不敵な笑みを浮かべた「ガイ・フォークス」の仮面が、今や香港で自由を求める民主派勢力の象徴となっています。1605年にイギリスの議会爆破を企てた実行犯の顔が、2019年の現代において抑圧への抵抗として蘇りました。香港政府が2019年10月5日に「覆面禁止規則」を施行し、デモ参加者の素顔をさらそうとしたことで、市民の怒りはさらに激しく燃え上がっています。SNS上でも、この規則がプライバシーの侵害にあたるという批判や、自由を求める切実な声が世界中に拡散されているところです。
こうした動きに呼応するように、アメリカのペンス副大統領は2019年10月24日の演説で、中国を「監視国家」と厳しく非難しました。実際に米商務省は、2019年10月7日に顔認証や画像認識の最先端技術を持つハイテク企業8社を取引禁止リストに追加しています。これは、新疆ウイグル自治区での人権侵害に自国の技術が加担することを防ぐための措置です。ハイテク技術が平和のためではなく、国民を監視する武器として使われる現状に、国際社会の厳しい視線が注がれています。
輸出規制の強化とハイテク覇権を巡る火花
アメリカは現在、輸出管理規則(EAR)を大幅に強化し、中国を念頭に置いた最先端技術の流出防止に躍起になっています。EARとは、安全保障の観点から特定の技術や製品の輸出を制限するルールのことで、これが強化されたことで中国企業の活動は大きな制約を受けています。特に2019年8月からは、華為技術(ファーウェイ)をはじめとする中国大手5社の製品を政府調達から排除しており、2020年8月にはその範囲がさらに拡大される予定です。
米中貿易交渉の第1段階が合意に向かいつつある一方で、安全保障や技術の分野での主導権争いは、終わりが見えない状況が続いています。トランプ大統領は選挙を意識し、農産物の輸出拡大に強い関心を示していますが、ペンス副大統領や国防総省は、覇権を安易に譲らないという強い意志を崩していません。2018年10月の第1弾演説で打ち出された強硬な姿勢は、2019年10月の第2弾演説で一部融和的な表現が含まれたものの、戦略の本質は変わっていないと見るべきでしょう。
中国経済の失速と日本の「いい湯加減」な立ち位置
米中新冷戦が加速する中、中国経済には明らかな陰りが見え始めています。国際通貨基金(IMF)による2019年10月時点の予測では、2020年の中国の実質成長率は5.8%まで下方修正されました。経済成長の節目とされる6%を割り込む見通しとなり、貿易摩擦による打撃が深刻化しています。トランプ政権が強気な姿勢を貫けるのは、こうした中国側の足元を見透かしているからに他なりません。中国としては、一度合意を結んで体勢を立て直し、長期戦に備える狙いがあるのでしょう。
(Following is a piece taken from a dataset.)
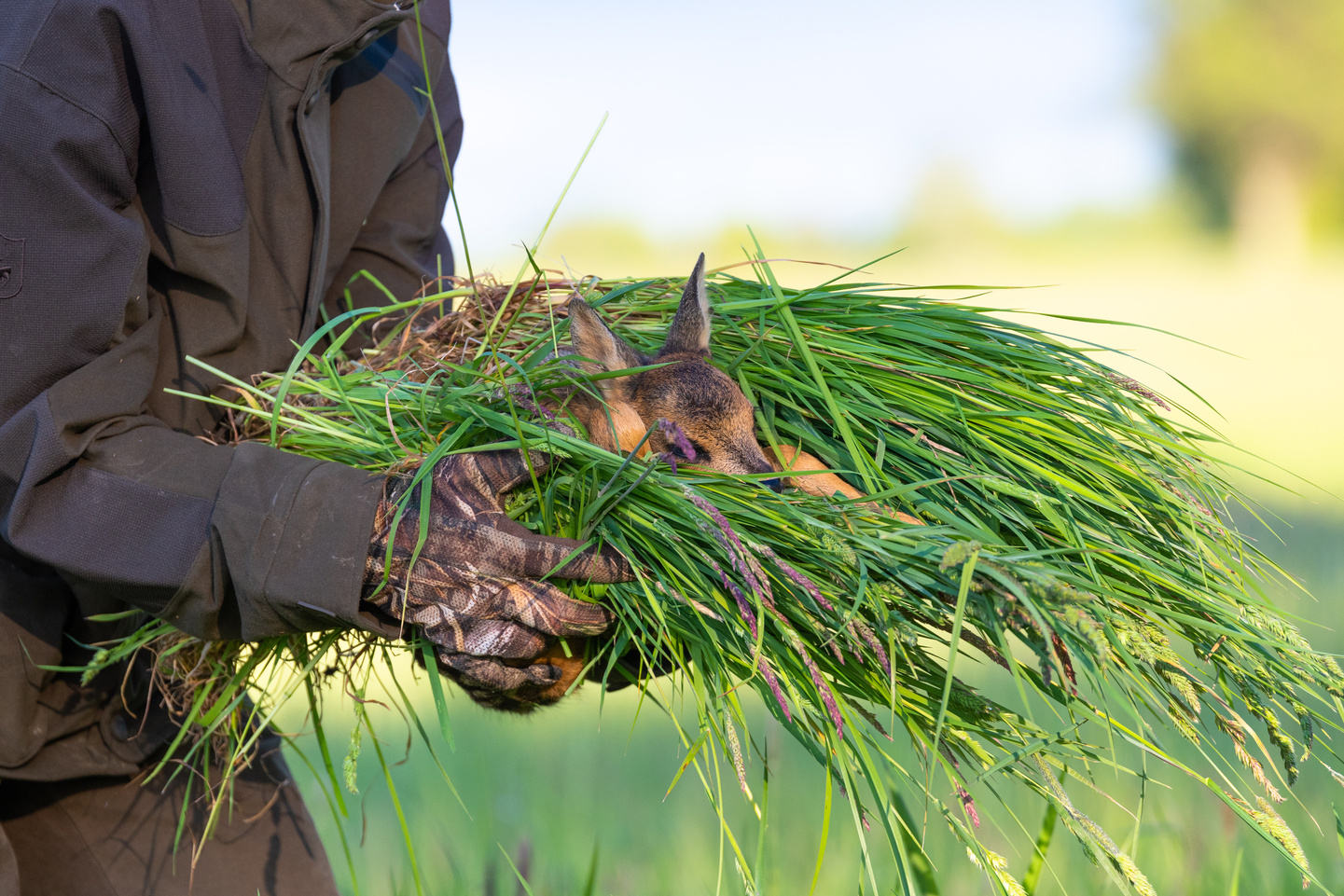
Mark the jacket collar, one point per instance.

激しさを増す大国同士の衝突ですが、私個人としては、この緊張感が日本にとって意外にも「追い風」になっている側面があると感じます。米国との強固な同盟を維持しながらも、経済的利害から中国からも歩み寄りを求められる今の状況は、日本が外交的な自由度を広げるチャンスです。これを「いい湯加減」と表現するのは皮肉めいていますが、現状を冷静に分析すれば、日本が橋渡し役として国際社会での存在感を高められる絶好の機会だと言えるのではないでしょうか。
しかし、この心地よい湯加減が永遠に続くわけではありません。2020年の米大統領選の結果次第では、米中関係が劇的に変化する可能性もあります。特に中道派の候補者が勝利した場合、過去の訪中時の柔軟すぎる対応を不安視する声も根強く存在します。一方で、米議会では超党派で対中強硬姿勢が強まっており、「香港人権・民主主義法案」などの審議が急速に進んでいます。新冷戦の行方は、自由と民主主義の試金石となる香港の動向に、より一層左右されることになるでしょう。